Only a Matter of Time
By Wendy Wippel
Breaking Bible news: Hank Hanegraaff, president of the Christian Research Institute (CRI) and host of the radio broadcast Bible Answer Man, has– as of April 7, 2017 (Palm Sunday), left the building. Meaning the evangelical Bible-believing church itself.
Hank, was born in the Netherlands, and for much of his ministry was associated with the ministry of Dr. James Kennedy, a Presbyterian pastor in Florida. He had a long career in apologetics (I am all for that) and created materials to aid in effective evangelism. He worked with Walter Martin in the 80’s to expose cults and heretical teaching.
He gained his fame, however, from the role from which we all know him best. As the anchor for the apologetics radio program called, “Bible Answer Man”.
And in that role—with cadres of staffers to make sure every on-air question had a answer in the wings—he earned his reputation as a Bible Rock Star.
If you were paying attention, however, not so much. He stumbled here and there.
Hank once said that the Bible’s accounts of the leviathan and the behemoth were only meant to be metaphors,
“Leviathan and Behemoth are not dinosaurs but personifications that illustrate a metaphysical reality. As such, the mythology of the dragon underscores the reality of the Devil.”
Hank once said that the story of a literal serpent in the Garden talking to a literal Eve was metaphorical as well:
“Eve was not deceived by a talking snake. Rather, Moses used the symbol of a snake to communicate the wiles of the Evil One who deceived Eve through mind-to-mind communication.”
I am not quite sure what Bible verse the Bible Answer Man got telepathy out of, but I am dang skippy sure from another verse, II Corinthians 11:3, that Paul, at least, thought the serpent was real.
Hank Hanegraaff has said that it would be very wrong if God punished people when all they were doing is acting on the free will that He gave them.
Hank couldn’t decide if he was old earth or young earth.
But he actually had bigger problems then these.
Hannegraff condemned Christians who believe that God gave Israel to the Jews as racists involved in ethnic cleansing.
He said that dividing people by race into two different spiritual categories (meaning Gentile and Jew—which isn’t exactly race, is it?)–would never ever be something that the God of the Bible would do.
But he has bigger problems than that.
He is firmly, staunchly, ignored what the Scripture says, and is set on being a preterist. Meaning, that everything that the Bible prophecies say has to happen, has, in fact already happened. And it all happened by 70 AD.
I am simplifying, but that’s about it. So basically, none if it concerns the future at all.
And if any “Bible Answer Man” can actually read the prophetic scriptures (2/3 of the Bible) and think that EVERY PROMISE GOD MADE TO ISRAEL HAS ALREADY BEEN FULFILLED? Well, I only have one thing to say.

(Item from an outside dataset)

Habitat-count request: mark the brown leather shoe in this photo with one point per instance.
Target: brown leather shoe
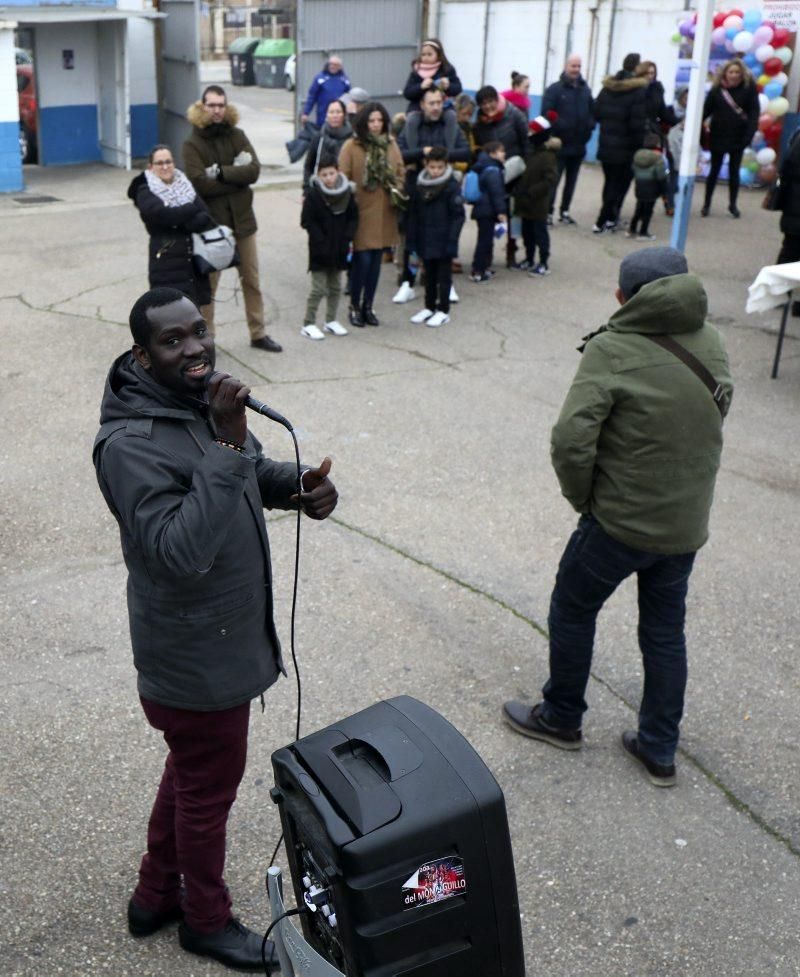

You’ve probably heard, but Hank joined the Greek Orthodox Church, (essentially an older version of the Catholic church), big on guilt and rituals and veneration of saints, with little value placed on personal knowledge of God’s Word.
Hank said what persuaded him to make the change was the joy that the Greek Orthodox congregation in North Carolina claimed to have in their faith. The joy of the Lord is our strength. God said that. So if Hank has really found that in the Greek orthodox Church, bully for him.
I do know that a personal friend’s father who is a Presbyterian minister once told me that when the rapture happened he would get to heaven before me. I looked at him, perplexed.
He explained: the Bible says that the dead in Christ rise first.
And I myself grew up in the Presbyterian church. (Read that as the church we never went to.) I will say that I could not describe my occasional visits there as joy filled.
But joy doesn’t come from community. It comes from Christ. And even Job saw that coming.
He shall pray unto God, and he will be favorable unto him: and he shall see his face with joy for he will render unto man his righteousness. Job 33:26
The joy of the Christian is the joy of his salvation.
I don’t presume to judge Hank. I don’t know him.
But I do know that I spend every Sunday morning at a church that worships the Lord in song in a way that it brings me into His presence in tears on a weekly basis. Because I am brought face to face with the magnitude of what Jesus did for me on the cross. And His love for me. And how very, very little I deserve it.
And I know that the Bible says this:
“They went out from us, but they were not of us; for if they had been of us, they would have continued with us; but they went out that they might be made manifest, that none of them were of us. 1 John 2:19
Pray for Hank. He needs it as least as much of the rest of us. It’s not about rote prayers, or rigid doctrine. It’s about a relationship with the living God.